Member of the Nevada Assembly from the 5th district
- In office November 5, 2014 – February 10, 2016
- Preceded by: Marilyn Dondero Loop
- Succeeded by: Kyle James Stephens

Personal details
- Born: 1956 (age 69–70) Washington, D.C., U.S.
- Party: Republican
- Spouse: Lisa Nelson
- Children: Joel, Derek, Brooke, Paige, Hayley, Rex, Nina
- Education: Brigham Young University J. Reuben Clark Law School
- Occupation: Lawyer, politician

= Erven T. Nelson =

American politician

Erven T. Nelson (born 1956) is an American lawyer and politician. He served as a Republican member of the Nevada Assembly from 2014 to 2016.

==Early life==
Erven T. Nelson was born in 1956 in Washington, D.C.

Nelson was educated at Clark High School in Las Vegas, Nevada. He graduated from Brigham Young University, where he received a bachelor of arts degree in political science. He received a juris doctor from BYU's J. Reuben Clark Law School.

==Career==
Nelson is a lawyer. He was a law clerk to United States District Judge Roger D. Foley from 1983 to 1984. He has been a member of the Nevada Bar Association since 1987. He serves as a shareholder of the World Services Group. He is a member of the Federalist Society, the Mortgage Bankers Association and the American Bankruptcy Institute.

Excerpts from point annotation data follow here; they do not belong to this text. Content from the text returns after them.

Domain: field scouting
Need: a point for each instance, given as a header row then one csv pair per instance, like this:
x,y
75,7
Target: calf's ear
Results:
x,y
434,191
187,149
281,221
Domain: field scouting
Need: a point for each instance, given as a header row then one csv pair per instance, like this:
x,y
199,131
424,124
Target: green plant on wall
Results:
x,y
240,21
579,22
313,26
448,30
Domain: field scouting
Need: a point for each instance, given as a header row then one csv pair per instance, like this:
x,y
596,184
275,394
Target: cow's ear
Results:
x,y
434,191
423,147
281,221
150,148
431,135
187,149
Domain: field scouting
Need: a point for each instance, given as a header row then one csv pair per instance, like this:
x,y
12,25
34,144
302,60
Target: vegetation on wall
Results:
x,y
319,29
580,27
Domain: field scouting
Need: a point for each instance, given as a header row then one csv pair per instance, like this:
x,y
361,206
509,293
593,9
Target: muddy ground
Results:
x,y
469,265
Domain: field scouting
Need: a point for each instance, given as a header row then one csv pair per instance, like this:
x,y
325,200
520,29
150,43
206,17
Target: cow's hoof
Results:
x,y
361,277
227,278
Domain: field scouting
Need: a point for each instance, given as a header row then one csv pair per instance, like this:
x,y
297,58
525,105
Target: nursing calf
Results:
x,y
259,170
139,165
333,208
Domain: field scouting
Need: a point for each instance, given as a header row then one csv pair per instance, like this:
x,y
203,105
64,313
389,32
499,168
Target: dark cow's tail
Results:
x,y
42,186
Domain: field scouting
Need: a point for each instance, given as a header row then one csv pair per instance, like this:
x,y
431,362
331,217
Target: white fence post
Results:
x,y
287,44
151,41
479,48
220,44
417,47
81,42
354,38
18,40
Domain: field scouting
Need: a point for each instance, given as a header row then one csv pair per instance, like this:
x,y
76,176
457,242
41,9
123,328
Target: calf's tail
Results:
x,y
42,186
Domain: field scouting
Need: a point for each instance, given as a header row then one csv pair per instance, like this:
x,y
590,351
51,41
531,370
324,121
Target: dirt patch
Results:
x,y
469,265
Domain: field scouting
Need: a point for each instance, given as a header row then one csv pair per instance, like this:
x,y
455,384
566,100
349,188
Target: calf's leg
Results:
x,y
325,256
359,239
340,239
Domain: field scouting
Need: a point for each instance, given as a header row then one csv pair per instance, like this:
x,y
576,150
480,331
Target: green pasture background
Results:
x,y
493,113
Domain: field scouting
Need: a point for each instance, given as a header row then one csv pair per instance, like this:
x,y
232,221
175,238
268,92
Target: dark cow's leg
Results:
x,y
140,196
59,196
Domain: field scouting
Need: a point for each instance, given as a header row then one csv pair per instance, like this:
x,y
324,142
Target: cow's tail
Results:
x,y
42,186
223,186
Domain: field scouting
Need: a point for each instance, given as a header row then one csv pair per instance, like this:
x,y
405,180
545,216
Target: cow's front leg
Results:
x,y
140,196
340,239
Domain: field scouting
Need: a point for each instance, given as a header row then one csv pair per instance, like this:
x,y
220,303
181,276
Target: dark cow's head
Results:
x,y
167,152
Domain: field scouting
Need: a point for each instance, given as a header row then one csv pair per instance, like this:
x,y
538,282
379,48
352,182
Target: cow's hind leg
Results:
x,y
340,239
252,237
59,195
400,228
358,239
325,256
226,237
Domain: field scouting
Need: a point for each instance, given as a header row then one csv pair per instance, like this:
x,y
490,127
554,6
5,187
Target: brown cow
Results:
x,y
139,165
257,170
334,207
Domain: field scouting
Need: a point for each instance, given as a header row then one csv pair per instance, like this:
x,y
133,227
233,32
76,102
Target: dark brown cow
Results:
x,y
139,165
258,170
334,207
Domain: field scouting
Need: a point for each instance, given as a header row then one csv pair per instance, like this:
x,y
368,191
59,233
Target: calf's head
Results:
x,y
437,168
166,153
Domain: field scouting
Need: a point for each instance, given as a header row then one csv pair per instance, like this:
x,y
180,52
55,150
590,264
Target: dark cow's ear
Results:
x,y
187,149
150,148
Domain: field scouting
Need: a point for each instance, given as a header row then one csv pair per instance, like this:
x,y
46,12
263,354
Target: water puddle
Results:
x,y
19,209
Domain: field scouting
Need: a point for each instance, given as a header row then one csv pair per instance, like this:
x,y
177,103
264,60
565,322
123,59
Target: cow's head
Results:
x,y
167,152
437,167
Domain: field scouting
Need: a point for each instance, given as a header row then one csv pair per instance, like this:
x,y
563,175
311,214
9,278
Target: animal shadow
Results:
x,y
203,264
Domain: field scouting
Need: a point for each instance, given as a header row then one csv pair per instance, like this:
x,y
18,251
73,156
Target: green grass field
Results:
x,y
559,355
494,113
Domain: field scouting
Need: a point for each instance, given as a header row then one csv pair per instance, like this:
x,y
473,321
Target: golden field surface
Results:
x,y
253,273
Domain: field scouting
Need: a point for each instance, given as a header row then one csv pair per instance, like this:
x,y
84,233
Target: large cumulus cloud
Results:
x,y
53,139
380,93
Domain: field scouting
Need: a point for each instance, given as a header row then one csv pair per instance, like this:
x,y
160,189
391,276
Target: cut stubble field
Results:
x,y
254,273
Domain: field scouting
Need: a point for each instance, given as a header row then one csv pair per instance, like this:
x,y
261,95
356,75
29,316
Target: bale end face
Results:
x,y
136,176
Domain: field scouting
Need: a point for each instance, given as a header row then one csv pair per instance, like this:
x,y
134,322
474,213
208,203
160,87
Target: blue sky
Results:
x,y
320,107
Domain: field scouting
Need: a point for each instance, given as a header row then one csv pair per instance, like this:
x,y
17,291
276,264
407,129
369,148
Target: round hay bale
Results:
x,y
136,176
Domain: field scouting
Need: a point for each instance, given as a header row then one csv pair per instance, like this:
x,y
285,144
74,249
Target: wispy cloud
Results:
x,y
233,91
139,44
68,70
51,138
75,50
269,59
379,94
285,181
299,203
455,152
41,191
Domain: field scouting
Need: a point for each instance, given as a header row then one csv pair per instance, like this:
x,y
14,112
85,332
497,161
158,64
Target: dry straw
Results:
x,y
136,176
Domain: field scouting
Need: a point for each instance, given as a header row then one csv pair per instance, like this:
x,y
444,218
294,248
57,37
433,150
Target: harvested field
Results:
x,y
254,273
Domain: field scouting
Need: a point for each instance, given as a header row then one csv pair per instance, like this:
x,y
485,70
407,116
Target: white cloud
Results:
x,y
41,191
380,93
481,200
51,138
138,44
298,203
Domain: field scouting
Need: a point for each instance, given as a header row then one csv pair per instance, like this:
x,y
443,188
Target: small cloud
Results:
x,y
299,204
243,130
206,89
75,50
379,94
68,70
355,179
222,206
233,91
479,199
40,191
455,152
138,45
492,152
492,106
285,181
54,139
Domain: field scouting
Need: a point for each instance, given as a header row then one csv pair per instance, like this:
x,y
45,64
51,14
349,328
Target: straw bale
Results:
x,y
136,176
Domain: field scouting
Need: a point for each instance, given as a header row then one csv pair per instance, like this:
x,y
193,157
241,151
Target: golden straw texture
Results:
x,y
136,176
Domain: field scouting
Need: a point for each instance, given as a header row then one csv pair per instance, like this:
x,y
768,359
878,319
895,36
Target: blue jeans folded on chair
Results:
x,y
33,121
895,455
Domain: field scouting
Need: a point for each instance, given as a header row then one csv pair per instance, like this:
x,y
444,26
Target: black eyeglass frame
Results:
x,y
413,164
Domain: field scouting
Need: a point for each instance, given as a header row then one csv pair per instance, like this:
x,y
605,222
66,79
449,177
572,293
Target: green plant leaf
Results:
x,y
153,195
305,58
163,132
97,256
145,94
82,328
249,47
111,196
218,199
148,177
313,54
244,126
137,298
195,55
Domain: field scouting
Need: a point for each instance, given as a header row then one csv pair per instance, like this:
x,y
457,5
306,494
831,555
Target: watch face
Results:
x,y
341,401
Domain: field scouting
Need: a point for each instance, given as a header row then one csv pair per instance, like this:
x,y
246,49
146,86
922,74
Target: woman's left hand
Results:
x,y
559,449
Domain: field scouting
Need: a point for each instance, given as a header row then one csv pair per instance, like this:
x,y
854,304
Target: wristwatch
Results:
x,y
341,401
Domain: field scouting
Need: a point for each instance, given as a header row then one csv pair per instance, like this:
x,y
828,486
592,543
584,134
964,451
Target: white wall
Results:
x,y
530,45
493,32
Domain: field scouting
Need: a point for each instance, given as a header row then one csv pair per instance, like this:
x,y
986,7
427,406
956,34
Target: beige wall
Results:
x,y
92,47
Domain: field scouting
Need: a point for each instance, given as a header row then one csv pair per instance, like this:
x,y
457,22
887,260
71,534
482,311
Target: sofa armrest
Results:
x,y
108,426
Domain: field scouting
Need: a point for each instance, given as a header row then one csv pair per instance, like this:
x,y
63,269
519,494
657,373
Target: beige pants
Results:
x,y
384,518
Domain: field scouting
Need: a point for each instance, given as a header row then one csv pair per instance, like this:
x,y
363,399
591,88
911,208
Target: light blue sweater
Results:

Nelson served as a Republican member of the Nevada Assembly. He has proposed a bill to amend the Constitution of Nevada with Voter ID requirements. Additionally, he has indicated he would be willing to cast a vote in favor of non-discrimination bills for LGBT Nevadans.

==Personal life==
With his wife Lisa, he has seven children. He is a member of the Church of Jesus Christ of Latter-day Saints.